His early writing years were prolific and demanding. At one point he had three writing desks set up and moved from one to another depending on how each bit of work was going, from a novel to a story to a children’s book.
Cloudstreet, the beautiful, benign, slightly bonkers saga of the Lamb and Pickles families sharing an old house in Perth, was his fifth published novel for adults, Scission was out, as was the first of his Locky Leonard novels for children. But Cloudstreet transformed his and his wife Denise’s life and precarious finances, selling more than 60,000 copies in its first nine months and going straight into Australia’s collective heart. It has also been adapted for stage and small screen.
Since then, he has published The Riders, Dirt Music, The Turning (a collection of linked stories), Breath, Eyrie, The Shepherd’s Hut and more.
He remains a bit bewildered by the life Cloudstreet has had. While he tends not to re-read his books, he did have to look at it again when he was adapting it for television.
“All gags aside, I remember the pleasure I got, the excitement I had in writing it. A lot of it was hard work, but it was a kind of thrill to write once I found the voice and I had Fish Lamb whispering in my ear … It felt good to write.”
There was almost a disaster, however. On the way from Rome to Athens he left half the manuscript on a bus while wrangling children and luggage, but fortunately an Italian man – “I could have kissed that whiskery Italian guy” – rescued it.
“I remember the last day, the last page.
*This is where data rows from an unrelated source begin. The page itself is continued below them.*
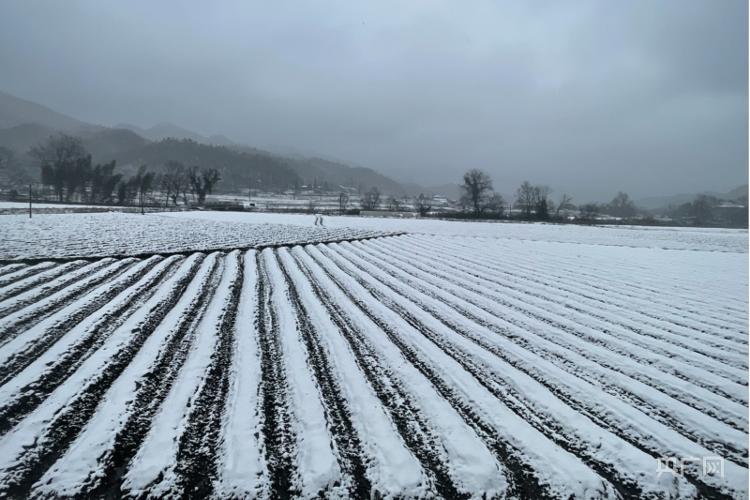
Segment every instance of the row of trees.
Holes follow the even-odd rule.
[[[494,191],[492,179],[481,170],[469,170],[464,174],[461,185],[463,195],[460,204],[464,212],[474,217],[503,217],[506,208],[515,208],[521,218],[549,220],[559,218],[561,211],[573,210],[573,199],[563,194],[555,204],[550,198],[550,189],[543,185],[533,185],[524,181],[515,193],[514,203],[506,203],[503,197]],[[619,192],[606,204],[587,203],[579,208],[579,218],[594,219],[600,214],[620,218],[632,218],[638,215],[638,208],[627,195]]]
[[[593,220],[600,215],[630,219],[638,215],[638,207],[627,193],[620,191],[609,203],[584,203],[578,207],[581,219]]]
[[[134,175],[125,178],[115,172],[114,161],[94,165],[81,140],[65,134],[50,137],[30,153],[39,161],[41,183],[60,202],[143,206],[159,203],[158,192],[164,196],[165,205],[169,201],[177,205],[178,200],[187,205],[188,194],[202,205],[221,180],[215,168],[188,168],[174,161],[167,162],[163,173],[141,165]]]
[[[381,200],[382,194],[380,190],[377,187],[373,187],[361,194],[359,206],[362,210],[377,210],[383,206],[383,202]],[[432,198],[424,195],[423,193],[420,193],[419,196],[413,198],[412,200],[408,200],[407,198],[399,199],[395,196],[389,196],[385,200],[385,207],[392,212],[398,212],[403,210],[409,203],[412,204],[414,209],[421,216],[427,215],[427,213],[432,210]],[[341,192],[339,193],[339,212],[346,213],[347,211],[349,211],[349,195],[347,193]]]
[[[747,196],[727,201],[701,194],[692,201],[670,207],[667,214],[674,220],[700,226],[747,227]]]
[[[575,218],[583,221],[595,221],[604,215],[622,220],[635,218],[640,221],[655,220],[652,214],[640,210],[630,196],[622,191],[618,192],[608,203],[584,203],[576,206],[567,194],[563,194],[555,203],[550,197],[551,191],[547,186],[533,185],[524,181],[516,190],[513,199],[506,202],[500,194],[495,192],[489,175],[481,170],[466,172],[461,189],[459,205],[463,214],[453,216],[563,220],[563,217],[575,211]],[[349,196],[341,193],[339,196],[341,213],[347,212],[348,204]],[[432,210],[432,197],[424,194],[412,199],[390,196],[382,201],[380,191],[372,188],[362,193],[360,206],[363,210],[387,208],[394,212],[410,207],[421,216],[425,216]],[[691,202],[671,207],[665,215],[683,224],[746,227],[747,197],[727,202],[713,196],[699,195]]]
[[[474,217],[503,217],[508,203],[502,195],[495,192],[490,176],[481,170],[473,169],[464,174],[461,185],[463,194],[461,207]],[[549,199],[550,189],[547,186],[535,186],[524,181],[516,190],[515,206],[525,218],[549,219],[554,203]],[[563,196],[560,208],[570,204],[570,197]]]
[[[461,189],[463,194],[459,203],[465,213],[477,218],[501,218],[505,215],[505,199],[495,192],[492,179],[487,173],[477,169],[469,170],[463,176]],[[524,182],[516,192],[516,207],[521,209],[526,218],[548,219],[550,210],[554,207],[549,199],[549,193],[550,190],[546,186],[533,186],[529,182]],[[570,201],[569,196],[563,195],[557,211],[570,206]],[[348,196],[345,199],[339,198],[341,212],[346,210],[346,203],[348,203]],[[432,198],[424,194],[412,199],[411,203],[414,210],[421,216],[427,215],[432,210]],[[363,210],[376,210],[381,205],[381,193],[377,188],[372,188],[361,195],[360,206]],[[391,196],[386,200],[385,205],[391,211],[399,211],[403,209],[404,203]]]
I was in Greece on Hydra and I just remember standing up and going to the window and looking out and thinking ‘oh well, we can go home now’. It was a good experience.”
There is one strange effect of his long life creating other lives.
“A weird thing is if you live long enough, and you imagine your way into other people’s lives, years later you find yourself in a scene that you’ve already written. And that’s happened several times. You just think ‘I know this, and I’ve written that’. And that’s really strange the kind of the degree to which either you have some kind of prophetic capacity or it shows you how humdrum and ordinary your imagination is.”
Tim Winton’s work is published by Penguin.